More than ever, we pet owners (two out of three American households) are willing to fork over whatever costs necessary to ensure the health of our four-legged friends. And because pet parents often forgo pet insurance (or buy just enough to cover catastrophic events), almost all of the cost of pet medicines and vaccinations comes directly out of pet owners' wallets.

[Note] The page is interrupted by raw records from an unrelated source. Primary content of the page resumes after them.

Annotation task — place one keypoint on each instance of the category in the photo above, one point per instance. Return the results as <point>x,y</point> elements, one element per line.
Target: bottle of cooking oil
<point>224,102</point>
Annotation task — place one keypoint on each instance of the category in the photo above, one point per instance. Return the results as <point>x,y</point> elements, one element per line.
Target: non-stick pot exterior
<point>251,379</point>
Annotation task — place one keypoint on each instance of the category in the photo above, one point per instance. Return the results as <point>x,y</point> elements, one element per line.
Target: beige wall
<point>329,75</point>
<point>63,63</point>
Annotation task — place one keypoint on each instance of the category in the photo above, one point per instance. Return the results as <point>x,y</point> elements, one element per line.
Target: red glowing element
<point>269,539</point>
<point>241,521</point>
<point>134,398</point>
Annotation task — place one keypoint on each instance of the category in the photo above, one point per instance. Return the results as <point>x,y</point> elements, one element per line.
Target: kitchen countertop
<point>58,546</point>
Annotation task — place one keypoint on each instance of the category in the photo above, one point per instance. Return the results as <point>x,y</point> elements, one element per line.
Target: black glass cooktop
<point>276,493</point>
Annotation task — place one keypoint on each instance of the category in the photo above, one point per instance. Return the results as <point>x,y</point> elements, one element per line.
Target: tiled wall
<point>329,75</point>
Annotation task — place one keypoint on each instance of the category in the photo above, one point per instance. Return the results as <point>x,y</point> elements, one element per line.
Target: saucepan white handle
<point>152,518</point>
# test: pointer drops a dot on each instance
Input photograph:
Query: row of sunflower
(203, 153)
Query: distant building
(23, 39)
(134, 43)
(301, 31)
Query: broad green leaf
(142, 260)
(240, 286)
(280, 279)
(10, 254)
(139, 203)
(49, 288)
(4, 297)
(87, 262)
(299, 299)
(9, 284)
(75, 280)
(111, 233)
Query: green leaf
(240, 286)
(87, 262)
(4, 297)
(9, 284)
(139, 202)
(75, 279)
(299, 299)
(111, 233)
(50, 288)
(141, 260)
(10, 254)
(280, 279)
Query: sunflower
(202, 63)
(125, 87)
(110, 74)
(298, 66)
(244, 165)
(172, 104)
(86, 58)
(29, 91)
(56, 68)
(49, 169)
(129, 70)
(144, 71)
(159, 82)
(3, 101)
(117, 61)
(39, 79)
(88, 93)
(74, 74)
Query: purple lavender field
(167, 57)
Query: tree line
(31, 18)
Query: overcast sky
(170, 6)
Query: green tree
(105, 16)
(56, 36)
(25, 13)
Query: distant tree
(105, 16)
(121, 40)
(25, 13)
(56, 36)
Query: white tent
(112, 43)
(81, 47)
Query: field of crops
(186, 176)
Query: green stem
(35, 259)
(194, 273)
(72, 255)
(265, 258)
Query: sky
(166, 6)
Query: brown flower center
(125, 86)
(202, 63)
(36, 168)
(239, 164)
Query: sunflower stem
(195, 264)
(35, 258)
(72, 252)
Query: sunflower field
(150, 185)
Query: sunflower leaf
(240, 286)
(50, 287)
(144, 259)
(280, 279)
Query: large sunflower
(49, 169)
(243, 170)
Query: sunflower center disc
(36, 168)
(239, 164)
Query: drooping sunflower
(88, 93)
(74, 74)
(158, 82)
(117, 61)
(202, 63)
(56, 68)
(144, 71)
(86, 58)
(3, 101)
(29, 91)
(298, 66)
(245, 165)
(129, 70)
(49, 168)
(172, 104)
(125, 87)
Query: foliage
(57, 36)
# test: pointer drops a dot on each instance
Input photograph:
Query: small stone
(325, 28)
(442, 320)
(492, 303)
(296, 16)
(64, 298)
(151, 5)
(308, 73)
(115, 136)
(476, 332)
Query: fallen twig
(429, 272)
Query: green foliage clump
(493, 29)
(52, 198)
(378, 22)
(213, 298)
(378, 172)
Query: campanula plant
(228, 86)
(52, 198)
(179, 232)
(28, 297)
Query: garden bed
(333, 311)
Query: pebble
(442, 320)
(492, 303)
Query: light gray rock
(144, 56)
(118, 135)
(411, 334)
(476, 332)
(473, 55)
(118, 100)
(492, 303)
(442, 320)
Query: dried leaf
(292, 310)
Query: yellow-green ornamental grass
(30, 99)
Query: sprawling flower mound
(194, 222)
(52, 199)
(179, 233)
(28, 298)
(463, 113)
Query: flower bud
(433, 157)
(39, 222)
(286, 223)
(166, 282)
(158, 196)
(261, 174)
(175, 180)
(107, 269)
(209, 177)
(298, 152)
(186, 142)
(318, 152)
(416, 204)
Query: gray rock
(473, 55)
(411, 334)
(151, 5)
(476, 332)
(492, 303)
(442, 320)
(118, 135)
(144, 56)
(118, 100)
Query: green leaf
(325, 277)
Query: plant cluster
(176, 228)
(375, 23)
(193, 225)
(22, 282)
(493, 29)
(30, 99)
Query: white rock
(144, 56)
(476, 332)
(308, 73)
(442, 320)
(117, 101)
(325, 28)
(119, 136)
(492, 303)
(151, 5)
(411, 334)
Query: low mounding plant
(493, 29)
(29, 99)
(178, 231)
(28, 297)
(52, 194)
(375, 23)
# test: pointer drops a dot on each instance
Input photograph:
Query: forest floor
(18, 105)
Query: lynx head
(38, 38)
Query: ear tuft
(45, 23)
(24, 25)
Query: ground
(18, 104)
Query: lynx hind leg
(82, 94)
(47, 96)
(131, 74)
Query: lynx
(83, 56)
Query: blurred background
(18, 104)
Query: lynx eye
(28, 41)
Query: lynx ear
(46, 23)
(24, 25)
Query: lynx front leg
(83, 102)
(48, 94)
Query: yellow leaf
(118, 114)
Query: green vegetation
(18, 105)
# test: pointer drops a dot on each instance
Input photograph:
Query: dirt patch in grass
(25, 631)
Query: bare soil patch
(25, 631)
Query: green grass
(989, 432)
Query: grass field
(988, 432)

As a result, Zoetis (NYSE:ZTS), which big pharma company Pfizer spun off in one of the biggest IPOs of the year, is uniquely positioned to profit from this mammoth and growing animal health market. With more than $4 billion in annual revenue, Zoetis is the biggest stand-alone company totally devoted to pet medicines and vaccines.
Foolish bottom line
Will PetSmart's success continue? That's anyone's guess. Without a doubt, the pet-centric retailer has warmed investors' hearts for years. And it still boasts a strong brand, differentiation through services, and mouthwatering opportunities for international expansion. But if you're looking for another way to play the lucrative pet market, consider Zoetis. While it focuses on more of a niche market, this pet meds company offers another exciting way to play a roaring industry.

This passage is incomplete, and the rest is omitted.